2024 : 11 : 21
Jamil Amanollahi

Jamil Amanollahi

Academic rank: Associate Professor
ORCID:
Education: PhD.
ScopusId: 37017276500
HIndex:
Faculty: Faculty of Natural Resources
Address: Department of Environment Science, Faculty of Natural Resources, University of Kurdistan, Iran
Phone: داخلی3219

Research

Title
Air quality data series estimation based on machine learning approaches for urban environments
Type
JournalPaper
Keywords
Hybrid model, intrinsic mode functions, train, CEEMDAN-GRNN, CEEMDAN-VMD-GRNN
Year
2021
Journal Air Quality Atmosphere and Health
DOI
Researchers Ali Reza Rahimpour ، Jamil Amanollahi ، Chris Tzanis

Abstract

Air pollution is one of the main environmental problems in residential areas. In many cases, the effects of air pollution on human health can be prevented by forecasting the air quality in the next day. In order to predict the 1-day in advance air quality index (AQI) of Orumiyeh city, the hybrid single decomposition (HSD) and hybrid two-phase decomposition (HTPD) models were used.
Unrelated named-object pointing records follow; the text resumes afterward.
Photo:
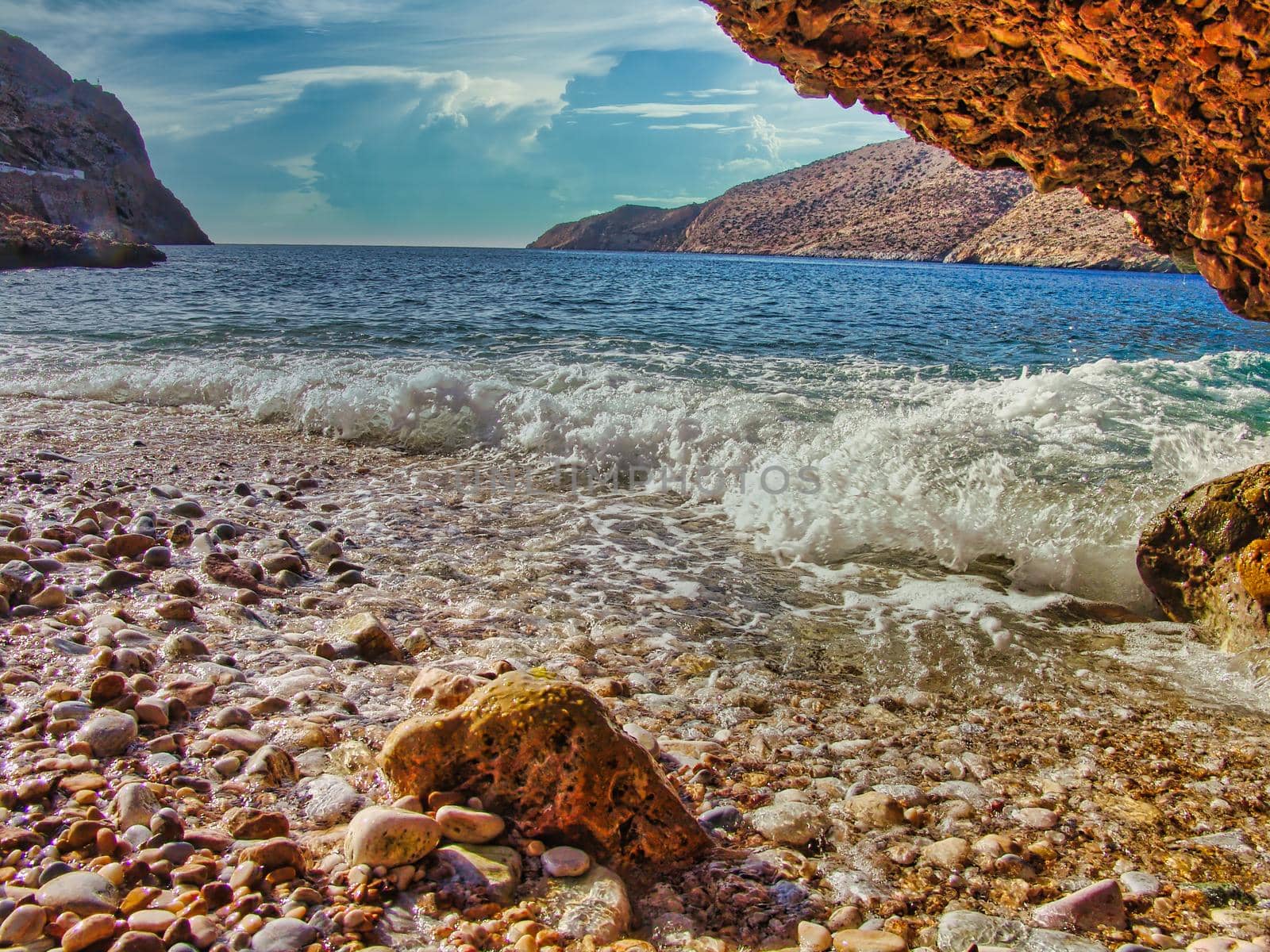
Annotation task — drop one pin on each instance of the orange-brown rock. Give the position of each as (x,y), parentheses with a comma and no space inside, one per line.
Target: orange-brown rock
(1206,559)
(548,758)
(1160,109)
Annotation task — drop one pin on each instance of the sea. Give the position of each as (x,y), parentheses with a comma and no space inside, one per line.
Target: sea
(914,440)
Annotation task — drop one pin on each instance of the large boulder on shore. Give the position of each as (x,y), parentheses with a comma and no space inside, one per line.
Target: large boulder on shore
(548,757)
(1206,559)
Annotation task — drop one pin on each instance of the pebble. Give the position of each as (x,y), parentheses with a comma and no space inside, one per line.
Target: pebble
(108,733)
(381,835)
(1090,908)
(80,892)
(460,824)
(565,861)
(283,936)
(791,824)
(813,937)
(22,926)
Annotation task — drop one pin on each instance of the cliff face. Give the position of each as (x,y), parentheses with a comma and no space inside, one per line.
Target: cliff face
(1156,108)
(48,121)
(895,201)
(31,243)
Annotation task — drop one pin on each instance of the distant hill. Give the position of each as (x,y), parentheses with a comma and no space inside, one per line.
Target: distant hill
(89,163)
(895,201)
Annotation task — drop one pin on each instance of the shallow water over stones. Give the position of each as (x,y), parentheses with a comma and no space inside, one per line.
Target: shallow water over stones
(933,763)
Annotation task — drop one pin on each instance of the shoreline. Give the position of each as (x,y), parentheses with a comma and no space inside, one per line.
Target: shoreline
(924,799)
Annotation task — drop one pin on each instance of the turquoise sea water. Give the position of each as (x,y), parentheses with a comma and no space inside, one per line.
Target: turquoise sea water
(946,412)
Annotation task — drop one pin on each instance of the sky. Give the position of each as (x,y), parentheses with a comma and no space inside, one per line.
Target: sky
(436,122)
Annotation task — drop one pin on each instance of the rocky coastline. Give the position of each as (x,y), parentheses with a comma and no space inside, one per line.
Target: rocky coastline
(29,243)
(891,201)
(276,692)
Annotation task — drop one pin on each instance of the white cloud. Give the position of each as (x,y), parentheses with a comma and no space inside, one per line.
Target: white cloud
(765,137)
(664,111)
(705,126)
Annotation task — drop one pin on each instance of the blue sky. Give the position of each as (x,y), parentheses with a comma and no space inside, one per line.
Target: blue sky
(436,122)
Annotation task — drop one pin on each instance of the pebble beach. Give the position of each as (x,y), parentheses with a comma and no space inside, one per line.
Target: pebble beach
(214,626)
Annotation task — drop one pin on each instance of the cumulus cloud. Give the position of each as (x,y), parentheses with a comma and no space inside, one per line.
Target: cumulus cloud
(664,111)
(433,122)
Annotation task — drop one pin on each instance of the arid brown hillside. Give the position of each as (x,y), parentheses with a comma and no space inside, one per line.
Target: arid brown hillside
(895,201)
(48,121)
(1156,108)
(1060,230)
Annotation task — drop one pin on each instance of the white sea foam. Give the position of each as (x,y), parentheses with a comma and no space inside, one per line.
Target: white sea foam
(1057,471)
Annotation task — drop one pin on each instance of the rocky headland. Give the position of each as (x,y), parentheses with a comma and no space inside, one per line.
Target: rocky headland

In the first step, the AQI data were decomposed by complementary ensemble empirical mode decomposition with adaptive noise (CEEMDAN) and was hybridized with general regression neural network (GRNN) and extreme learning machine (ELM) as HSD models. In the second step, using variational mode decomposition (VMD) technique the results of the first intrinsic mode functions (IMFs) of CEEMDAN model were decomposed into nine VMs and were predicted by GRNN and ELM models to obtain IMF1. Finally, in the third step, GRNN and ELM were used again to predict the IMFS as HTPD models. Results showed that in predicting AQI series data by HSD models both CEEMDAN-ELM and CEEMDAN-GRNN models were similarly accurate. Among all the models used, the accuracy of CEEMDAN-VMD-GRNN as the HTPD model was the highest in the training phase (R2=0.98, RMSE=4.13 and MAE=2.99) and in the testing phase (R2=0.74, RMSE=5.45 and MAE=3.87). It can be concluded that HTPD models have more accurate results to predict AQI data compared with HSD models.